Some doctors have resolved to leave the state entirely, leaving an absence of necessary medical professionals.
“I’ve already heard some doctors [are] leaving the state, and people [who] won’t want to continue on with their medical career in Tennessee,” Seaton said, adding that the impact can be “really worrisome for the entirety of the medical community, not just people providing gender-affirming care.”
Gender-affirming care providers, many being children’s hospitals, have been targeted by anti-trans harassment and threats. Between August and November 2022 alone, 24 hospitals and health care providers received threats, including bomb threats, organized by online harassment campaigns. Many hospitals and health care providers have resolved to remove staff information from websites, resulting in further barriers to access to gender-affirming care in states without such bans.
“It’s a really dangerous time to be a gender-affirming care provider from a privacy and security standpoint, to [continue] to be a doctor,” Seaton said.
Devastation on the entire community
Families with transgender children who need access to gender-affirming care have been forced to relocate or travel out-of-state, which Seaton describes as a “huge burden.”
“I don’t even have the words to describe how bad it’s had an effect on the mental health of trans kids across the state,” Seaton said. “[The legislation] can lead to horrifying repercussions, including suicide and other mental health disorders, and we’ve already seen how this impact can happen.”
Grassroots organizations nationwide have become overwhelmed with pressure to assist communities targeted by recent legislation as more youths turn to such programs for support.
Nashville’s Just Us, a branch of the nationally recognized LGBTQIA+ support organization the Oasis Center, provides support programs tailored toward youth of all gender identities and sexualities. Its therapy services programs for transgender youth have been overloaded with an uptick in cases.
“[Our] Just Us therapist has a full caseload of LGBTQ+ youth and has a waiting list that we often need to refer out to other providers in the community,” said Joseph Clark, program manager of the organization.

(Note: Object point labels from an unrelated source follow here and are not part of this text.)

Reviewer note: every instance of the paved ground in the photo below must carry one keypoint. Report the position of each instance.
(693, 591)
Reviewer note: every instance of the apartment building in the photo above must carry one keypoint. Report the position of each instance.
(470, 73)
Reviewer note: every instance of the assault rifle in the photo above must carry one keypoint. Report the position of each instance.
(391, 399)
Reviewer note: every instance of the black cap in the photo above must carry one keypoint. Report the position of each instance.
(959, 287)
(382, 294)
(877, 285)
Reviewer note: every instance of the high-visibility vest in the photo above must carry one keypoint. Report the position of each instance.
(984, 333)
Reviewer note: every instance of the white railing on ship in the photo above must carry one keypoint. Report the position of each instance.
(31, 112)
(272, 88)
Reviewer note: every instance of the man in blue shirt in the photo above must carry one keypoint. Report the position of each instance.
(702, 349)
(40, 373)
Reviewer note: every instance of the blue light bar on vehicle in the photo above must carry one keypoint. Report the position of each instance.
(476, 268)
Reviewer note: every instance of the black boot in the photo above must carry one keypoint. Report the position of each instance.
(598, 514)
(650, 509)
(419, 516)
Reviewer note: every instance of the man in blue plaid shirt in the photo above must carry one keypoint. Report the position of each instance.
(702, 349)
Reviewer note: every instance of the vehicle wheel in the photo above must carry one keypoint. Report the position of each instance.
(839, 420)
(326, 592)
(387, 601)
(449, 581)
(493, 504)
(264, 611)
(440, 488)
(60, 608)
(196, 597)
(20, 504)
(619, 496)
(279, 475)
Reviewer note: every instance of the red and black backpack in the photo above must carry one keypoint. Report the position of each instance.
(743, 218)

Even in the wake of policies with unparalleled detrimental impact, “our greatest advocacy comes from simply existing and keeping our doors open,” Clark said, referring to the organization’s collaborations with other agencies within the community to “develop and facilitate trainings to those who work with LGBTQ+ youth on how to create and support open and affirming spaces.”
Calls for change in communities
Seaton stresses the importance of allyship in light of the recent policy changes, urging people to give their time to local organizations.

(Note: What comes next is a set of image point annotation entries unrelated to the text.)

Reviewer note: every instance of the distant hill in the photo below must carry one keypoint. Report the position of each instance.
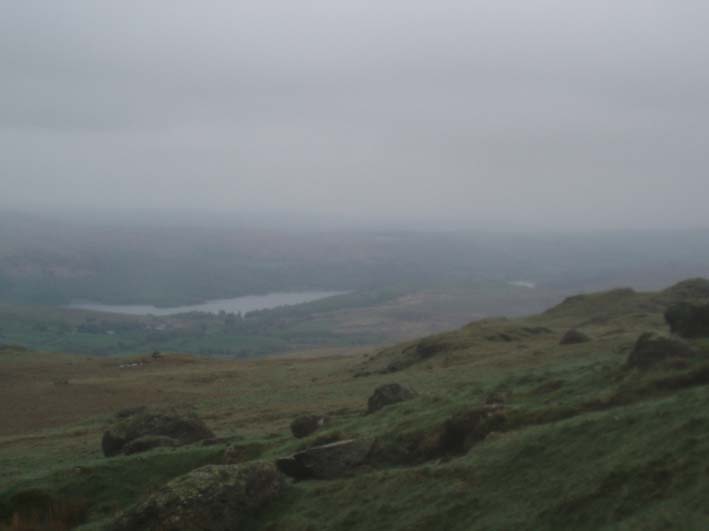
(501, 424)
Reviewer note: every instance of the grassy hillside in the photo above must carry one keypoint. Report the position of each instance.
(571, 437)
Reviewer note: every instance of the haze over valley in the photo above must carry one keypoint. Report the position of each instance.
(349, 266)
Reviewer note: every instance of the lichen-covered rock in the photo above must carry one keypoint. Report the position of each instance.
(183, 429)
(149, 442)
(688, 320)
(211, 498)
(574, 337)
(388, 394)
(327, 461)
(651, 349)
(307, 424)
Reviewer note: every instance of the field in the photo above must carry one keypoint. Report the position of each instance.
(583, 441)
(365, 317)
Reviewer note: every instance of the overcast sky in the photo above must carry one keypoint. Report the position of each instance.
(492, 113)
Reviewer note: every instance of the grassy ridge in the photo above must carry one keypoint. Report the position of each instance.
(580, 441)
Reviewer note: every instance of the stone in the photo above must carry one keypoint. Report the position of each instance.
(574, 337)
(307, 424)
(327, 461)
(210, 498)
(651, 349)
(388, 394)
(183, 429)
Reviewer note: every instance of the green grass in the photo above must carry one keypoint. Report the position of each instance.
(582, 442)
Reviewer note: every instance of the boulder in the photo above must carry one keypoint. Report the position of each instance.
(211, 498)
(307, 424)
(651, 349)
(388, 394)
(143, 444)
(327, 461)
(183, 429)
(688, 320)
(574, 337)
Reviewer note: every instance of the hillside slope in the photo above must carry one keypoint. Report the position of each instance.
(509, 428)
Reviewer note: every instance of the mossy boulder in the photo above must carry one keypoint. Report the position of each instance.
(574, 337)
(154, 428)
(388, 394)
(211, 498)
(307, 424)
(651, 349)
(688, 320)
(149, 442)
(327, 461)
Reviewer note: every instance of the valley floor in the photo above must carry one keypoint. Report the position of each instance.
(581, 440)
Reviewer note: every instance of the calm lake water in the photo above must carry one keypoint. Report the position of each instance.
(244, 304)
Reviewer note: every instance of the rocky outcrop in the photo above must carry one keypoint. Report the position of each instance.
(327, 461)
(152, 428)
(651, 349)
(388, 394)
(149, 442)
(688, 320)
(307, 424)
(211, 498)
(574, 337)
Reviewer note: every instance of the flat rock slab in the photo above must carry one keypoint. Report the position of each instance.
(388, 394)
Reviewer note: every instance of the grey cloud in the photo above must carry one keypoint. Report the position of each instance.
(495, 114)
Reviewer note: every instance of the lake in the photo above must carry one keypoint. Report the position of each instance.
(247, 303)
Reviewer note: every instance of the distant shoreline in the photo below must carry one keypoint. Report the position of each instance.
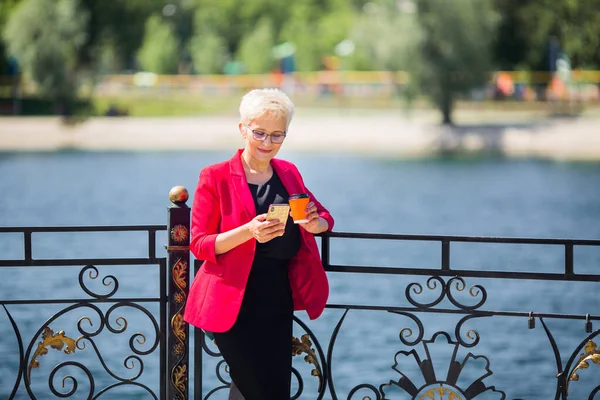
(385, 134)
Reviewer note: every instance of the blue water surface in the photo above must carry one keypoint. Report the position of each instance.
(475, 197)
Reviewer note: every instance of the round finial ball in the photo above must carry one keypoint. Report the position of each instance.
(178, 194)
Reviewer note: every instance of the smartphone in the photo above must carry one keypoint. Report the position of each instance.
(279, 211)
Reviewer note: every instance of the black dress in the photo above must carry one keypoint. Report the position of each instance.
(258, 348)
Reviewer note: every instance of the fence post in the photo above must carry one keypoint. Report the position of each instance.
(178, 259)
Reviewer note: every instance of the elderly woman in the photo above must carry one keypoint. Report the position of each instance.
(256, 272)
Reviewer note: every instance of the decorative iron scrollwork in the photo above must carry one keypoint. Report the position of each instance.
(446, 291)
(447, 389)
(304, 345)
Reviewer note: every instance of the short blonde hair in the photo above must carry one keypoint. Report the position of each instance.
(259, 102)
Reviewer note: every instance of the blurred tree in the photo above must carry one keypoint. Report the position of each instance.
(6, 7)
(386, 37)
(115, 32)
(301, 30)
(527, 30)
(255, 50)
(45, 36)
(455, 50)
(159, 51)
(208, 52)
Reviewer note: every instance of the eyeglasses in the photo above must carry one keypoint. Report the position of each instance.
(276, 138)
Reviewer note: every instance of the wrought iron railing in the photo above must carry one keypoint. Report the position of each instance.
(82, 353)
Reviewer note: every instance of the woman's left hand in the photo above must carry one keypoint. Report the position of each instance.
(312, 216)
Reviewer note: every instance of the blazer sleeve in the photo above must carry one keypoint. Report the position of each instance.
(322, 211)
(206, 215)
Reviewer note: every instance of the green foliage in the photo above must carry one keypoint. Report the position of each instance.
(6, 7)
(400, 30)
(527, 27)
(256, 49)
(45, 36)
(455, 49)
(159, 51)
(208, 52)
(116, 28)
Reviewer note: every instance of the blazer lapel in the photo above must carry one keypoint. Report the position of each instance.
(240, 185)
(289, 180)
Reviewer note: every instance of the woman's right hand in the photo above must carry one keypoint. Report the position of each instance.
(263, 230)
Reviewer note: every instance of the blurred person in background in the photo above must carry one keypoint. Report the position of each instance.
(255, 272)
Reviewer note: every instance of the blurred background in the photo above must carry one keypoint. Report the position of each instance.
(452, 117)
(187, 57)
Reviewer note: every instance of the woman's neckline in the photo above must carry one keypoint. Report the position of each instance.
(264, 183)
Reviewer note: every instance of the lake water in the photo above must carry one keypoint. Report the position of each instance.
(475, 197)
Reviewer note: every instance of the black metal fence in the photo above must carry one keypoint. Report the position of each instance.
(77, 346)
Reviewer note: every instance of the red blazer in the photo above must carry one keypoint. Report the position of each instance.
(223, 201)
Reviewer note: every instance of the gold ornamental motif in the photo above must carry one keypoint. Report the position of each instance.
(56, 341)
(179, 380)
(179, 233)
(591, 353)
(178, 325)
(179, 297)
(179, 349)
(441, 393)
(180, 273)
(304, 345)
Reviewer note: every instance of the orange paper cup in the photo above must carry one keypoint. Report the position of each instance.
(298, 203)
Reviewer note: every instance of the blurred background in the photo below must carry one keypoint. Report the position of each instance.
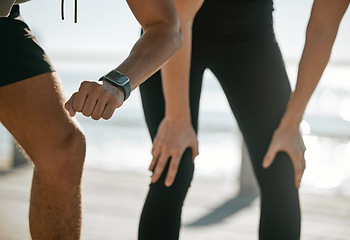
(103, 37)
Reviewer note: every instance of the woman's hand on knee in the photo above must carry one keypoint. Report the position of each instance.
(289, 140)
(96, 100)
(172, 139)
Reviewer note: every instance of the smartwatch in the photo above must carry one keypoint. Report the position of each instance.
(118, 79)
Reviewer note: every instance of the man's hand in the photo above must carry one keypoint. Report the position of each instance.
(289, 140)
(96, 100)
(171, 141)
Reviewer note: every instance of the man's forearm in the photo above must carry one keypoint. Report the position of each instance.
(152, 50)
(176, 72)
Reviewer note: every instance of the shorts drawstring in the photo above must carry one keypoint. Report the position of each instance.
(75, 10)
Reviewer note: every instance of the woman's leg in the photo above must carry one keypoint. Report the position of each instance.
(257, 87)
(161, 214)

“Show up as a volunteer, even show up if you have financial resources to donate to local organizations,” he said.
Many of these organizations also curate programs for youth and “are looking for volunteers to help support trans youth, so get connected in that way,” Seaton said.
Beyond volunteering for local initiatives, vocalizing against anti-LGBTQIA+ rhetoric fosters safer spaces for open communication.
“Showing up to committee meetings tends to help so that legislators see that there is a flourishing and thriving LGBT community that’s watching them and is holding them accountable,” Seaton said. “And it is changing the way that a lot of anti-trans [supporters] are thinking, and they’re not as willing to kind of pursue these measures.”